As a string quartet, Salome Dances for Peace is a great symphony. It’s long — just shy of two hours on this 2-CD set — and epic in scale. The titles of the sections perhaps give some indication of the breadth of vision involved here: “Anthem of the Great Spirit.” “Conquest of the War Demons.” “The Gift.” “The Ecstasy.” “Good Medicine.” If this sounds as though Riley were calling into reference American Indian images, well, he probably is: American Indian music is one of the many sources for his own work, after all.

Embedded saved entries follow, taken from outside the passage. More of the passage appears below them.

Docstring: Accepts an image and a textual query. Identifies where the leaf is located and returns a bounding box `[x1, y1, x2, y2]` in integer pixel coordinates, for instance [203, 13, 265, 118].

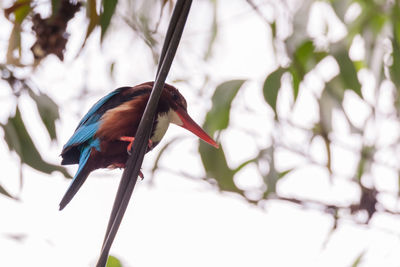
[199, 80, 246, 197]
[81, 0, 99, 48]
[5, 0, 31, 23]
[51, 0, 61, 16]
[294, 41, 314, 74]
[100, 0, 118, 41]
[106, 255, 123, 267]
[204, 80, 246, 135]
[233, 158, 257, 174]
[290, 41, 326, 101]
[293, 40, 327, 74]
[28, 90, 60, 141]
[263, 68, 286, 117]
[199, 142, 242, 195]
[390, 37, 400, 88]
[278, 168, 293, 179]
[351, 251, 365, 267]
[333, 49, 362, 97]
[0, 183, 16, 199]
[6, 23, 22, 65]
[2, 107, 71, 178]
[289, 66, 300, 100]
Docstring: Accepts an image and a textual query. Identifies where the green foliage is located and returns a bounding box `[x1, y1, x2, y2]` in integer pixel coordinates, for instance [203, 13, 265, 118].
[28, 90, 60, 141]
[11, 0, 31, 24]
[290, 40, 327, 99]
[333, 48, 362, 97]
[100, 0, 118, 41]
[351, 251, 365, 267]
[199, 143, 239, 193]
[263, 68, 286, 117]
[50, 0, 60, 15]
[106, 255, 123, 267]
[1, 107, 70, 177]
[199, 80, 247, 196]
[82, 0, 99, 47]
[0, 184, 16, 199]
[204, 79, 246, 135]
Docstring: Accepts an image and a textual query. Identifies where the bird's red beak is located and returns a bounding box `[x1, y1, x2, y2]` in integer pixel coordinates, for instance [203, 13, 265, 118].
[175, 107, 219, 148]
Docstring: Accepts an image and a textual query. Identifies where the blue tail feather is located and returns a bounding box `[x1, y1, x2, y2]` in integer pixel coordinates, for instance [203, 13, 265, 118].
[59, 140, 99, 210]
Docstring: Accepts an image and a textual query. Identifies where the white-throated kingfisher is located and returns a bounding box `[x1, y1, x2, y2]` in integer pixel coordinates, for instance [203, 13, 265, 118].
[59, 82, 218, 210]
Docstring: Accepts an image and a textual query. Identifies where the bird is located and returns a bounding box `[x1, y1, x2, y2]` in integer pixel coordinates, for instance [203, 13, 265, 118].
[59, 82, 218, 210]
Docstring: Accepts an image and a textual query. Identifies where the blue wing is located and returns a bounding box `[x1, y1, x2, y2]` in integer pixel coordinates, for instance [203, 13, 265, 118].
[63, 90, 120, 150]
[61, 88, 126, 165]
[61, 85, 149, 165]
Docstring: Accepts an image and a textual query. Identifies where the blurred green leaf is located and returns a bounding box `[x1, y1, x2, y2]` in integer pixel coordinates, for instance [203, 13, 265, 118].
[233, 158, 257, 174]
[106, 255, 123, 267]
[5, 0, 31, 24]
[370, 13, 388, 35]
[82, 0, 99, 48]
[28, 90, 60, 141]
[6, 23, 22, 65]
[390, 38, 400, 88]
[51, 0, 61, 16]
[2, 107, 70, 178]
[100, 0, 118, 41]
[294, 41, 314, 74]
[289, 66, 300, 100]
[351, 251, 365, 267]
[204, 79, 246, 135]
[263, 68, 286, 117]
[14, 0, 30, 23]
[199, 143, 243, 195]
[333, 49, 362, 97]
[290, 41, 327, 101]
[390, 11, 400, 88]
[0, 183, 16, 199]
[278, 168, 293, 179]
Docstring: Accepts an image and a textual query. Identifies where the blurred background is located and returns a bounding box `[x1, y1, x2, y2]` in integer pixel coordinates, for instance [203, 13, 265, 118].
[1, 0, 400, 266]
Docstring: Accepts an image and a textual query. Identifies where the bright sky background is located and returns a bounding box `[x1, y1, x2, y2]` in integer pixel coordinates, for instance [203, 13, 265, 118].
[1, 1, 400, 267]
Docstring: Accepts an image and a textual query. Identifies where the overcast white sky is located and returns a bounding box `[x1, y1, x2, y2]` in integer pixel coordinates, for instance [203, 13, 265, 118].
[1, 1, 400, 266]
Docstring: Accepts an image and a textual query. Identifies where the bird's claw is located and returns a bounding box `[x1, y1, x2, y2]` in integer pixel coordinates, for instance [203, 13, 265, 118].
[120, 136, 153, 155]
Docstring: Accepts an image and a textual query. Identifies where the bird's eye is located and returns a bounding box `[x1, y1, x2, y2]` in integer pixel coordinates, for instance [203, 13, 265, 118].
[172, 92, 179, 101]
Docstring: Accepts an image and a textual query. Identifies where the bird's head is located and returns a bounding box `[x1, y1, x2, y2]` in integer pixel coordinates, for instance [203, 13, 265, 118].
[161, 83, 219, 148]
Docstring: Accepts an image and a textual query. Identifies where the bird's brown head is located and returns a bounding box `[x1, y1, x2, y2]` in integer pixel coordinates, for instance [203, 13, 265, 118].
[160, 83, 219, 148]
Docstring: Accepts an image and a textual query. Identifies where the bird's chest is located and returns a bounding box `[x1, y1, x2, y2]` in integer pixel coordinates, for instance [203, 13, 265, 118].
[151, 113, 170, 143]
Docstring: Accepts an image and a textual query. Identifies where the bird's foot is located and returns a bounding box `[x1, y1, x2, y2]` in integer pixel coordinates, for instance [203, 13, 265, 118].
[139, 170, 144, 180]
[120, 136, 153, 155]
[108, 163, 144, 179]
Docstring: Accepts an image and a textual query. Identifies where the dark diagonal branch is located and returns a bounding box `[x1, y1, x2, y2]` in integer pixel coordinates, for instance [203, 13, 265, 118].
[96, 1, 193, 266]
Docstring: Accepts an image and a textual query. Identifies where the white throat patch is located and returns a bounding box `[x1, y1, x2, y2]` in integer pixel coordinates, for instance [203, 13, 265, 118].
[151, 110, 183, 144]
[151, 113, 170, 143]
[168, 109, 183, 126]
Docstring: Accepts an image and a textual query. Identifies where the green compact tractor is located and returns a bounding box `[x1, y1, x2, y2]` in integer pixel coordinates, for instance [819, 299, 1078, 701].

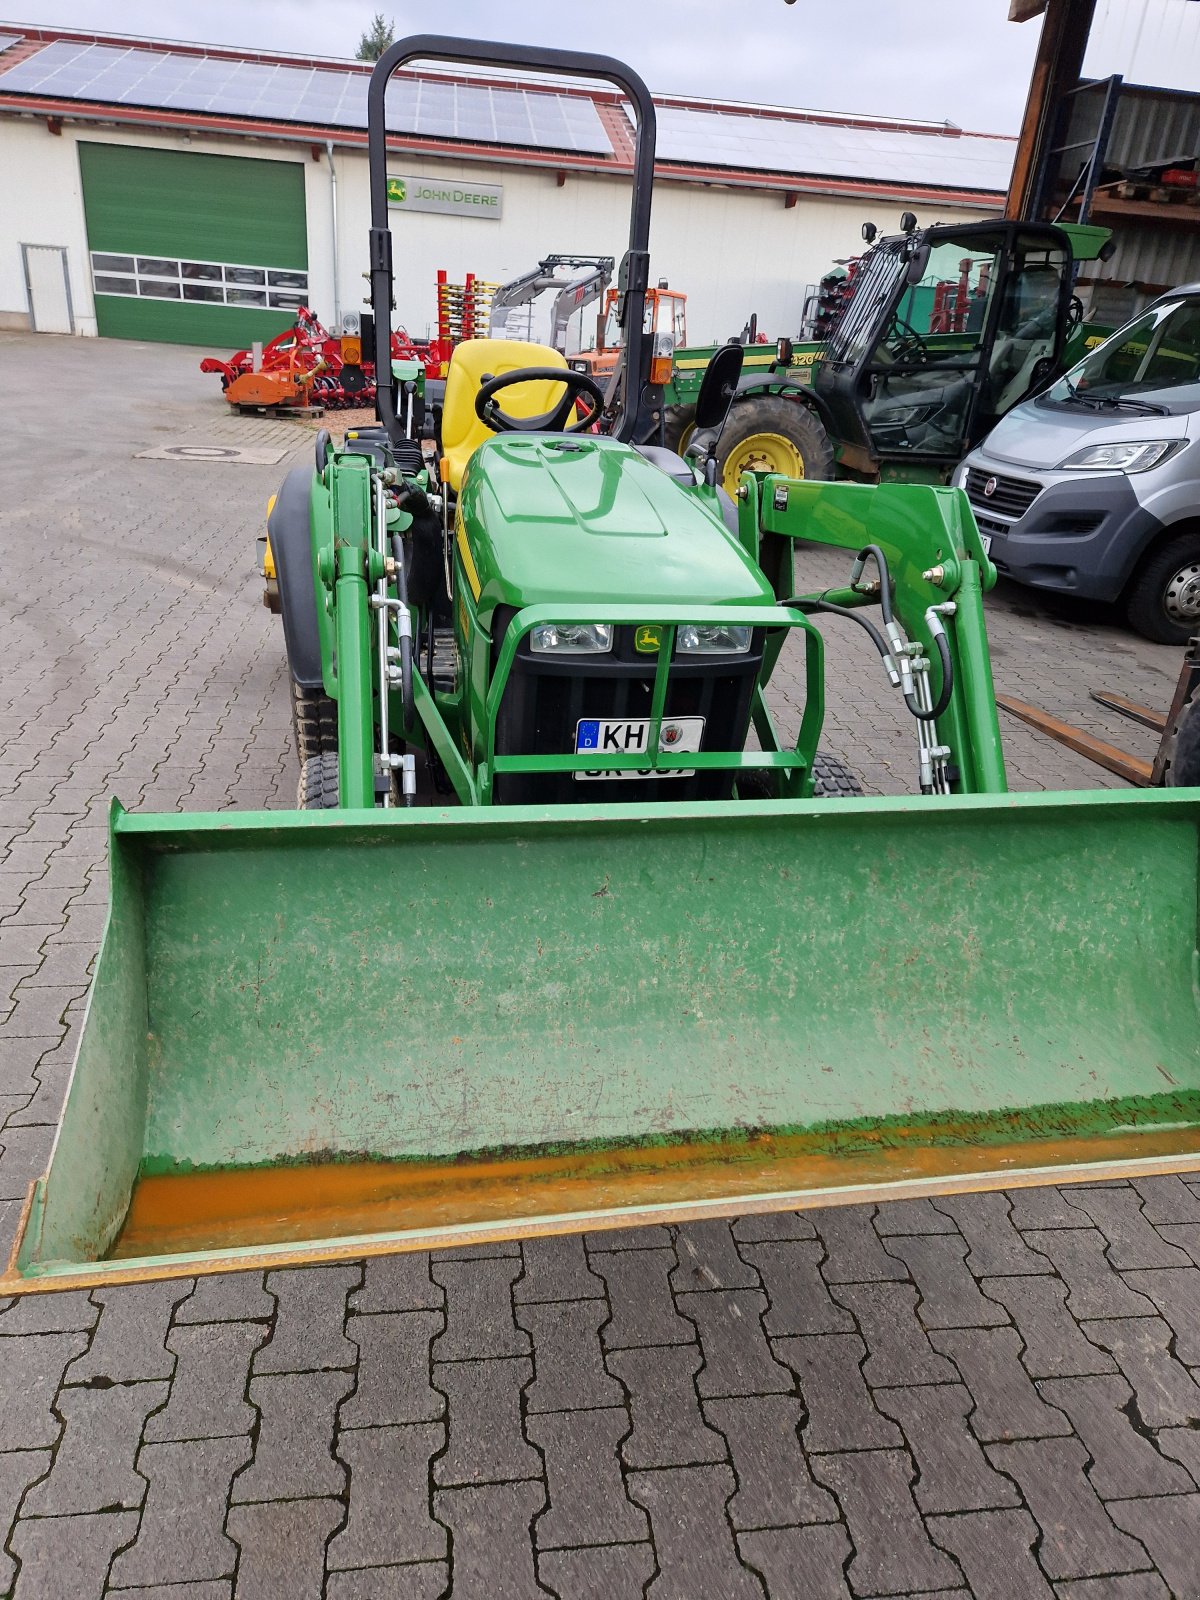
[7, 37, 1200, 1293]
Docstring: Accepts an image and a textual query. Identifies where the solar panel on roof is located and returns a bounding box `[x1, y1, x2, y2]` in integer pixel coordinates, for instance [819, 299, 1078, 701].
[0, 38, 612, 153]
[0, 34, 21, 51]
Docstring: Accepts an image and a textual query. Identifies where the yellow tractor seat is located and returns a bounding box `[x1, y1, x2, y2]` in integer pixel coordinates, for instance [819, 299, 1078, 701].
[440, 338, 571, 492]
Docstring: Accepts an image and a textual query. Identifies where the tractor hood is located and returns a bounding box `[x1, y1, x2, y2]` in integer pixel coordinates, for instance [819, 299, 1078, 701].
[458, 435, 775, 618]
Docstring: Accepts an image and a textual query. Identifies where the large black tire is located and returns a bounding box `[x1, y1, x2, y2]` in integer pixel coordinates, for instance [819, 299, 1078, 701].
[663, 404, 697, 456]
[736, 749, 862, 799]
[1163, 692, 1200, 787]
[1124, 532, 1200, 644]
[810, 750, 864, 797]
[715, 395, 834, 496]
[297, 751, 340, 809]
[291, 681, 338, 764]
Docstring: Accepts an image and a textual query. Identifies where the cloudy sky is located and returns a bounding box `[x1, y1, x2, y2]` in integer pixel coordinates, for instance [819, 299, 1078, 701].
[16, 0, 1200, 135]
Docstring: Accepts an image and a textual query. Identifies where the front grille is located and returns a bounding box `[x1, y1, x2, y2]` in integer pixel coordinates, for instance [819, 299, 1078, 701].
[973, 511, 1009, 539]
[964, 467, 1043, 521]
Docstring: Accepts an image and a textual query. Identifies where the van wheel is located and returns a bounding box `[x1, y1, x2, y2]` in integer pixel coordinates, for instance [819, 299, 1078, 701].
[1125, 534, 1200, 644]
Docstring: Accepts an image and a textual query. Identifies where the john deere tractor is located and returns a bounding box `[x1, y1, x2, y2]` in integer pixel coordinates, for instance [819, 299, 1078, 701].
[8, 36, 1200, 1295]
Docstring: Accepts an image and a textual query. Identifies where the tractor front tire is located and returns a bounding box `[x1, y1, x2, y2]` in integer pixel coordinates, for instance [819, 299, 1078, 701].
[715, 395, 834, 496]
[298, 751, 340, 810]
[810, 751, 864, 797]
[291, 681, 338, 764]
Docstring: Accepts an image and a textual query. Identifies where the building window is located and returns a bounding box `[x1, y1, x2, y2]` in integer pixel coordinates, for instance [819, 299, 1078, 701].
[90, 253, 307, 308]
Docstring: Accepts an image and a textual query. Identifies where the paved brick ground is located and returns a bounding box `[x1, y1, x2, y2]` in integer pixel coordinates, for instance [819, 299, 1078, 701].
[1, 333, 1196, 1598]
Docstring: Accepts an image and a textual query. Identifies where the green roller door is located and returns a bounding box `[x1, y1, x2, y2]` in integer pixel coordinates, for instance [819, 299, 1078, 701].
[79, 143, 309, 346]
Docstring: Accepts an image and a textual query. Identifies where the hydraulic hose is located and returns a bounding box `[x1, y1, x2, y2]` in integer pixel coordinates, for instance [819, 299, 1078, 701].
[922, 610, 954, 722]
[790, 595, 892, 663]
[851, 544, 895, 625]
[390, 532, 414, 727]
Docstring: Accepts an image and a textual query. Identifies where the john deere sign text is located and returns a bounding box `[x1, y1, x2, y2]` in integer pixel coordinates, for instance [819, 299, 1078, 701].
[386, 176, 503, 219]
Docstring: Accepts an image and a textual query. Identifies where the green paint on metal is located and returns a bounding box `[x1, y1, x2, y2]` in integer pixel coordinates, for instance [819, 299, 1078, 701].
[12, 788, 1200, 1278]
[89, 297, 296, 349]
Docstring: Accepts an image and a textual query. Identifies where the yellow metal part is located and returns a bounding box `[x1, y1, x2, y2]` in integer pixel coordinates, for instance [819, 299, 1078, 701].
[721, 430, 806, 494]
[440, 337, 569, 492]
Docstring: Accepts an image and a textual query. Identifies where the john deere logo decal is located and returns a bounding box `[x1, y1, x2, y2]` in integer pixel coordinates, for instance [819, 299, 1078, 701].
[635, 626, 661, 653]
[387, 178, 407, 203]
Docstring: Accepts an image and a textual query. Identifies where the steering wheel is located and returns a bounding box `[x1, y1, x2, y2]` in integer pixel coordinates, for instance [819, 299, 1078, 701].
[886, 317, 930, 365]
[474, 367, 606, 435]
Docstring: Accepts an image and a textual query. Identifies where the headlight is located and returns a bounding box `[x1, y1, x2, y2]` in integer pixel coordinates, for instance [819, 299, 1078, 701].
[1057, 439, 1184, 473]
[530, 623, 613, 654]
[677, 624, 752, 654]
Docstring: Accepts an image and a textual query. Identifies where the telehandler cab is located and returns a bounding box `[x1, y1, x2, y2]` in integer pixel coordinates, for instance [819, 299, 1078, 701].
[7, 37, 1200, 1293]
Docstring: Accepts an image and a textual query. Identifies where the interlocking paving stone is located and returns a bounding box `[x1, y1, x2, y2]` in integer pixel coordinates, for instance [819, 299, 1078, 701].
[703, 1394, 838, 1528]
[931, 1327, 1073, 1441]
[608, 1346, 728, 1469]
[928, 1508, 1054, 1599]
[350, 1251, 444, 1313]
[143, 1322, 266, 1442]
[990, 1437, 1152, 1579]
[592, 1248, 694, 1350]
[811, 1206, 908, 1282]
[253, 1265, 358, 1374]
[1159, 1223, 1200, 1267]
[584, 1225, 672, 1251]
[108, 1583, 232, 1600]
[107, 1435, 251, 1588]
[874, 1197, 959, 1235]
[679, 1289, 791, 1398]
[1025, 1230, 1159, 1321]
[982, 1275, 1118, 1378]
[537, 1541, 656, 1599]
[327, 1423, 446, 1569]
[1007, 1186, 1094, 1231]
[730, 1210, 815, 1243]
[527, 1406, 647, 1549]
[670, 1220, 761, 1292]
[516, 1299, 623, 1414]
[772, 1334, 903, 1452]
[0, 1124, 54, 1201]
[431, 1258, 530, 1361]
[0, 1449, 50, 1592]
[172, 1272, 273, 1324]
[514, 1233, 605, 1303]
[875, 1383, 1021, 1513]
[1037, 1375, 1194, 1498]
[433, 1356, 541, 1486]
[1123, 1267, 1200, 1365]
[1065, 1190, 1192, 1270]
[1054, 1577, 1171, 1599]
[326, 1565, 447, 1600]
[736, 1523, 853, 1599]
[1082, 1317, 1200, 1428]
[224, 1496, 343, 1599]
[832, 1281, 959, 1387]
[884, 1233, 1009, 1328]
[627, 1464, 766, 1600]
[24, 1380, 167, 1516]
[433, 1481, 547, 1600]
[231, 1369, 353, 1502]
[0, 1291, 97, 1335]
[340, 1310, 443, 1427]
[7, 1508, 139, 1600]
[65, 1283, 188, 1384]
[1133, 1175, 1200, 1225]
[934, 1192, 1053, 1277]
[1155, 1425, 1200, 1484]
[815, 1448, 965, 1593]
[1107, 1494, 1200, 1598]
[742, 1241, 854, 1336]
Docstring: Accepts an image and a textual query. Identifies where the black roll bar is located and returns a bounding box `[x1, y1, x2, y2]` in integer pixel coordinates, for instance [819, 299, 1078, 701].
[366, 35, 657, 446]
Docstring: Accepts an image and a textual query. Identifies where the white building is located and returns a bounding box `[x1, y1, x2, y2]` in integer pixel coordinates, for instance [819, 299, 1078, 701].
[0, 23, 1013, 349]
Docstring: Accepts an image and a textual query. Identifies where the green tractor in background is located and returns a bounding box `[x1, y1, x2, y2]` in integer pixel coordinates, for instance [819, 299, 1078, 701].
[9, 36, 1200, 1296]
[660, 217, 1115, 492]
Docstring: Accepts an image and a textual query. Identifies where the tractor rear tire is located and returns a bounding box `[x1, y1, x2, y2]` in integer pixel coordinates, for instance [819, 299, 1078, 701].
[663, 405, 697, 456]
[291, 681, 338, 764]
[810, 751, 864, 797]
[1163, 692, 1200, 787]
[715, 395, 834, 496]
[298, 751, 340, 810]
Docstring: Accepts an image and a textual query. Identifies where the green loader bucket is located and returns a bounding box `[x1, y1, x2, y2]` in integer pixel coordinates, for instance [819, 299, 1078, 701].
[6, 790, 1200, 1290]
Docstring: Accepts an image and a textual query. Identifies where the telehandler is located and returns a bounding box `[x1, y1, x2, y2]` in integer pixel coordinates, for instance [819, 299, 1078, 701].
[6, 37, 1200, 1292]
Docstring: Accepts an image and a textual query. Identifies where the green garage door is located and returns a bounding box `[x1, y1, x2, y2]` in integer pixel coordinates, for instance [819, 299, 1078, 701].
[79, 143, 309, 346]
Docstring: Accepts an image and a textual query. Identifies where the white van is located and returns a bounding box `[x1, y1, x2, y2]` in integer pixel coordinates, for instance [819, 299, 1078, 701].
[955, 288, 1200, 643]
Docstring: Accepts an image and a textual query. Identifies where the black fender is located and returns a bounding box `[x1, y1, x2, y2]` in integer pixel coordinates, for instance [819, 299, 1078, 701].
[732, 372, 837, 432]
[268, 466, 323, 690]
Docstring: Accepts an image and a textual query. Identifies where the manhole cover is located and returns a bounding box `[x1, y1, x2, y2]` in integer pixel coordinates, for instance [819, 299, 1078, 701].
[135, 444, 288, 465]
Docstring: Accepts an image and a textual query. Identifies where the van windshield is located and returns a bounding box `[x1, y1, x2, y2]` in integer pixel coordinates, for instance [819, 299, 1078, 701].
[1048, 297, 1200, 410]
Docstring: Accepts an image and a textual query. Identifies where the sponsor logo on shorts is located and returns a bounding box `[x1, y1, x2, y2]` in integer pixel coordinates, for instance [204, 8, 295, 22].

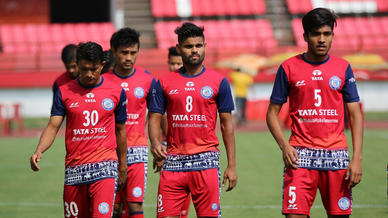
[102, 98, 114, 111]
[201, 86, 213, 99]
[134, 87, 145, 98]
[132, 187, 143, 198]
[329, 76, 341, 90]
[98, 202, 110, 214]
[338, 197, 350, 210]
[211, 203, 218, 211]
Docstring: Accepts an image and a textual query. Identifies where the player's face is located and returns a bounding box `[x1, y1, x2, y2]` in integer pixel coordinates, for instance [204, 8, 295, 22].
[178, 37, 206, 66]
[77, 59, 103, 87]
[113, 44, 139, 72]
[64, 61, 78, 79]
[304, 25, 334, 60]
[168, 55, 183, 72]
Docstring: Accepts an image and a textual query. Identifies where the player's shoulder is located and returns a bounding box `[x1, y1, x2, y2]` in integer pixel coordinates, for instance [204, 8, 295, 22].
[328, 55, 350, 66]
[134, 66, 155, 80]
[55, 72, 73, 86]
[102, 70, 115, 79]
[203, 67, 226, 83]
[281, 54, 303, 66]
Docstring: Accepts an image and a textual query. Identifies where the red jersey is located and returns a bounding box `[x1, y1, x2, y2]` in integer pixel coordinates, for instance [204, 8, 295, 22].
[54, 72, 75, 88]
[271, 54, 360, 149]
[103, 67, 156, 148]
[149, 67, 234, 155]
[51, 78, 127, 167]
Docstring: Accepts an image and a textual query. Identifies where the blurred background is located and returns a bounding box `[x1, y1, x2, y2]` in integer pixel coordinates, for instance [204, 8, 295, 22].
[0, 1, 387, 217]
[0, 0, 388, 132]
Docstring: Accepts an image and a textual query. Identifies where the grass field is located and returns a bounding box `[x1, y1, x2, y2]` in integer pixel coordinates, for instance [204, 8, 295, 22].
[0, 130, 387, 218]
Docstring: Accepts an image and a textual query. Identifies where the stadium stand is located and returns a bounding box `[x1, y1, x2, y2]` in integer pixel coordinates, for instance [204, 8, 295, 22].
[287, 0, 388, 14]
[0, 22, 114, 54]
[151, 0, 266, 17]
[154, 19, 277, 50]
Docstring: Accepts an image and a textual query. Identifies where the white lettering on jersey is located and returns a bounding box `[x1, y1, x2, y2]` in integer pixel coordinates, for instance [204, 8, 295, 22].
[295, 80, 306, 87]
[172, 114, 207, 121]
[73, 127, 107, 135]
[127, 113, 139, 119]
[298, 109, 338, 116]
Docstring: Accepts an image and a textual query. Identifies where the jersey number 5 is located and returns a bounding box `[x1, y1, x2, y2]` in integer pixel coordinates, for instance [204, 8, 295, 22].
[314, 89, 322, 107]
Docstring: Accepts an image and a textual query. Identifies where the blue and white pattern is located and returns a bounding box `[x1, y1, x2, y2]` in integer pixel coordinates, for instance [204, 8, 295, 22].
[64, 160, 118, 185]
[338, 197, 350, 210]
[163, 151, 220, 171]
[126, 146, 148, 165]
[201, 86, 214, 99]
[134, 87, 145, 99]
[98, 202, 110, 214]
[295, 147, 349, 170]
[102, 98, 114, 111]
[329, 76, 341, 90]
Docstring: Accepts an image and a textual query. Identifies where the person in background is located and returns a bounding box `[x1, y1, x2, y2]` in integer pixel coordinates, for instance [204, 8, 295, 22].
[230, 67, 253, 126]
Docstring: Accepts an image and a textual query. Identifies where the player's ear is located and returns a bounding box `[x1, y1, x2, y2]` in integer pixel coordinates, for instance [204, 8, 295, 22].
[176, 44, 181, 55]
[303, 32, 308, 42]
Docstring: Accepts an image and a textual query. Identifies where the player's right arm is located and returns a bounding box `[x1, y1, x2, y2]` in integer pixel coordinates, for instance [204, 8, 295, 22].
[30, 115, 64, 171]
[149, 112, 167, 161]
[267, 65, 299, 169]
[266, 103, 298, 169]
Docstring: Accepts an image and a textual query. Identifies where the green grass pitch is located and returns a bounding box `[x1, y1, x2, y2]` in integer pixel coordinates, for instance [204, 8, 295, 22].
[0, 130, 387, 217]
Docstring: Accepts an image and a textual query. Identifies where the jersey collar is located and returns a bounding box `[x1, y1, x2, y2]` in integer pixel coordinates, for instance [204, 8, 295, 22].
[301, 53, 330, 65]
[78, 77, 104, 89]
[178, 66, 206, 78]
[113, 67, 137, 79]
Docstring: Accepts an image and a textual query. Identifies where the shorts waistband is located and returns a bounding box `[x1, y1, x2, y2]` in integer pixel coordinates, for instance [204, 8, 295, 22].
[163, 151, 220, 172]
[295, 147, 349, 170]
[127, 146, 148, 165]
[65, 160, 118, 185]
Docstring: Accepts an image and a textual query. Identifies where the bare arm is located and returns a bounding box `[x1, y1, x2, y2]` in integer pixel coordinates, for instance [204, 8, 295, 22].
[345, 102, 363, 188]
[30, 115, 64, 171]
[148, 112, 167, 161]
[219, 112, 237, 192]
[266, 102, 299, 168]
[115, 122, 127, 190]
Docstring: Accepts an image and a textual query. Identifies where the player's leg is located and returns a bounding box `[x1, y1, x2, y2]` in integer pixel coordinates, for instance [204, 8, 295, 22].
[63, 184, 90, 218]
[189, 168, 220, 218]
[157, 170, 190, 218]
[318, 170, 351, 217]
[112, 186, 124, 218]
[282, 168, 319, 217]
[125, 162, 147, 218]
[89, 178, 116, 218]
[180, 194, 191, 217]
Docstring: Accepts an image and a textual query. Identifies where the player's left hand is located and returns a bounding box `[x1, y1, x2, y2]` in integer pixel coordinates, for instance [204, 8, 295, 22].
[222, 166, 237, 192]
[345, 158, 362, 188]
[117, 165, 127, 190]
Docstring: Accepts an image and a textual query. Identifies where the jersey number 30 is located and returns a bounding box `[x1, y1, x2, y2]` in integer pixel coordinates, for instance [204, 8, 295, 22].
[83, 110, 99, 127]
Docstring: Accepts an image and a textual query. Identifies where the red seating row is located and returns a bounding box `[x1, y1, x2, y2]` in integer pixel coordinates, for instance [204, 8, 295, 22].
[292, 17, 388, 50]
[151, 0, 266, 17]
[155, 20, 277, 50]
[287, 0, 388, 14]
[0, 22, 115, 53]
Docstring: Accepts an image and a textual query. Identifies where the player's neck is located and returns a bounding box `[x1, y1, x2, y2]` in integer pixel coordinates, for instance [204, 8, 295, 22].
[182, 64, 203, 76]
[115, 66, 134, 77]
[304, 51, 329, 63]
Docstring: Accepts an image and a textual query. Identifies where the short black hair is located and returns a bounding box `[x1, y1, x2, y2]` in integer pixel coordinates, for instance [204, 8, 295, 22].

Not to claim that these sources are obvious: one thing I’ve long admired about Riley is that he takes these “influences” and synthesizes them into something that is uniquely his own. Thus the opening movement, “Anthem of the Great Spirit,” in spite of its title seems cast in the mold of post-War American music, with full acknowledgement of the contributions of Bartók, Stravinsky, even Messiaen (all of whom, no matter their points of origin, had substantial influence on the music being created in America after 1945), and who knows who else. And in due course, we move into sections based on the driving rhythms of serial minimalism (without the rigidity) that derives ultimately from the gamelan of Bali, and then we find passages of a kind of dark lyricism, fluent but somehow foreboding, all somehow flowing into each other without us really noticing the transitions.
Mark Swed, in his comments on the piece, calls this “music of passing landscapes.” I think that’s quite apt: the music is more linear than some of Riley’s other compositions, but it’s the linearity of a train track, with images, moods, ideas passing by as we look. Riley does provide a narrative framework — and whatever else this music may be, it’s a narrative, based rather openly on the primal story of the Hero, as Salome is chosen by the Great Spirit to restore peace to the world and embarks on the Quest.
As is so often the case with Riley, the music is extraordinarily difficult to discuss in any intelligible way. It’s a music of alternating tensions and releases, except sometimes the tensions move into other tensions, and still others, before they release. The end result is something rich and potent, easy to get lost in, and ultimately very satisfying.